Considerations Before Making a Documentary

There is a subject you are passionate about. So much so, that you think it might make a good video documentary. But you’ve never made a documentary before. Here’s what you need to know.

Let’s start out by saying that “passion” is the operative word in documentaries. The subject should really drive you personally because documentaries — especially good ones — are about subjects genuinely important to the filmmaker. Never approach a documentary thinking you are going to make money, because you probably won’t.

By definition, a documentary is a non-fictional production intended to document reality. It can be for personal expression, advocacy, historical record, education, journalism or any other reason. That’s where the similarity ends and individual style begins.

Early documentaries were called “actuality films” and lasted a minute or less. Over time, the films evolved into productions of varying lengths. Today, with self-distribution platforms like YouTube, personal documentary production has exploded. Some are incredibly powerful and many more are amateurish.

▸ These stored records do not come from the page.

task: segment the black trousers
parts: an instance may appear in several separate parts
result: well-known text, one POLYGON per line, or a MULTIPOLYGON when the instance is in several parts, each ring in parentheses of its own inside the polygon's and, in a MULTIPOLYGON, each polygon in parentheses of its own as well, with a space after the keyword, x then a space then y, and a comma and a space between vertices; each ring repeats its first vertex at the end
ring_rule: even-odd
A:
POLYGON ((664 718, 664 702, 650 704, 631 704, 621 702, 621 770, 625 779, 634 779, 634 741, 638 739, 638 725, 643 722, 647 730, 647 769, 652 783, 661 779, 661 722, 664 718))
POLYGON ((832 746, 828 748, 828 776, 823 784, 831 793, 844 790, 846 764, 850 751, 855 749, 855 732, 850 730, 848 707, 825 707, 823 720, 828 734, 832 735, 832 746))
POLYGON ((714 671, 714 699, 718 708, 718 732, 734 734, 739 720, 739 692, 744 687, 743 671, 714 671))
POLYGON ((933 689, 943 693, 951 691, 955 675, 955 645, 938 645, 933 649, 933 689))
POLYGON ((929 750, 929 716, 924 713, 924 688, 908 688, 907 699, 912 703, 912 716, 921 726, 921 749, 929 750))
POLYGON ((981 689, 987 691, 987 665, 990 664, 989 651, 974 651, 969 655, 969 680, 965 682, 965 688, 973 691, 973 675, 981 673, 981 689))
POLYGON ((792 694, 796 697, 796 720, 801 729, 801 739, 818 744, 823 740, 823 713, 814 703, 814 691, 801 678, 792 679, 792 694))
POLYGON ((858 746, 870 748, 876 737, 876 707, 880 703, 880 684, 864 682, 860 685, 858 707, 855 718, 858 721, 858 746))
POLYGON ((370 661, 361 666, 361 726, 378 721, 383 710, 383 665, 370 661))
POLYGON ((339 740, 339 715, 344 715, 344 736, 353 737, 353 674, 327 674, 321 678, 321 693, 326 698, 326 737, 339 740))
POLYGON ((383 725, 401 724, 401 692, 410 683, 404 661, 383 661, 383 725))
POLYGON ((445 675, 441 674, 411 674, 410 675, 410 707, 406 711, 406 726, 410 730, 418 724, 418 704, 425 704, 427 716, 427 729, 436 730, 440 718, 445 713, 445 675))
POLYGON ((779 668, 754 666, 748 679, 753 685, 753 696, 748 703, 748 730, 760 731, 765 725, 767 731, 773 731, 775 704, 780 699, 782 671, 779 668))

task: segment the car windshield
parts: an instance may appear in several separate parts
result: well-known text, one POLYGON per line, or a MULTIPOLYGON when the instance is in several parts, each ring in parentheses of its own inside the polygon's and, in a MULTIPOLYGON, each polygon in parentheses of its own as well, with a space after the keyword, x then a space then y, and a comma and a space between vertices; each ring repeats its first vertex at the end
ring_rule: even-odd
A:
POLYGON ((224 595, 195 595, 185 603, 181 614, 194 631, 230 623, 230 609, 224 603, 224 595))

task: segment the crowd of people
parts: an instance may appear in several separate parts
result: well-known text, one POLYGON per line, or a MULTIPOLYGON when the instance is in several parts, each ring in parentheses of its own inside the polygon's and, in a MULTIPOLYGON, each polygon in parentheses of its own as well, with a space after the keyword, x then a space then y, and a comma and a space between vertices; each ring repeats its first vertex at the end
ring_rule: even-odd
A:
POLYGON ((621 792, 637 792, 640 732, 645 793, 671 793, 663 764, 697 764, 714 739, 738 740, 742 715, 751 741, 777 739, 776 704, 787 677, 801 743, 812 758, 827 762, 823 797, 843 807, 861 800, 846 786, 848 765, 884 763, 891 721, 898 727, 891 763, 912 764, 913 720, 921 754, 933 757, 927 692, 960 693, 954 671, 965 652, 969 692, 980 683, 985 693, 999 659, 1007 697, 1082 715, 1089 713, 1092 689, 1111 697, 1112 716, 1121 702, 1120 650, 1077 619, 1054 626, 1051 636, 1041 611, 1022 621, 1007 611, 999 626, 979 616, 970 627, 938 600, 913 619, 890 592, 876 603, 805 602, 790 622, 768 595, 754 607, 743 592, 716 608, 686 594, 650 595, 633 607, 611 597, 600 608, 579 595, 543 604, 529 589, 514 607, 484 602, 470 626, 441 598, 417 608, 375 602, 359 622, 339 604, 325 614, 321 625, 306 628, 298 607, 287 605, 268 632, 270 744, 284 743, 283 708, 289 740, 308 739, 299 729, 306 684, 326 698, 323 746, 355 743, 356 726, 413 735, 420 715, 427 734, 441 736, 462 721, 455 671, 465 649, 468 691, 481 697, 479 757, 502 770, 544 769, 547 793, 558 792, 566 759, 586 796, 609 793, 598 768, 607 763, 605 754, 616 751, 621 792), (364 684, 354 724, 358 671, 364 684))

The word “documentary” was coined by Scottish documentary filmmaker John Grierson in his 1926 New York Sun review of Robert Flaherty’s film, Moana. Grierson believed cinema’s potential for observing life could be exploited in a new art form.

He wrote that the original actor and scene are better guides than their fictional counterparts to interpreting the modern world; and that images “taken from the raw” can be more genuine than the acted equivalent.

Grierson defined documentary as a “creative treatment of actuality.” American film critic Pare Lorentz defined documentary as “a factual film which is dramatic.”

Some documentaries are narrated. Others act as a “fly on the wall,” meaning they capture real life and let the action itself do the talking. In 1991, American film critic and theoretician Bill Nichols proposed that there are six different types of documentary film — poetic, expository, reflexive, observational, performative and participatory. Each, he wrote, has its own characteristics.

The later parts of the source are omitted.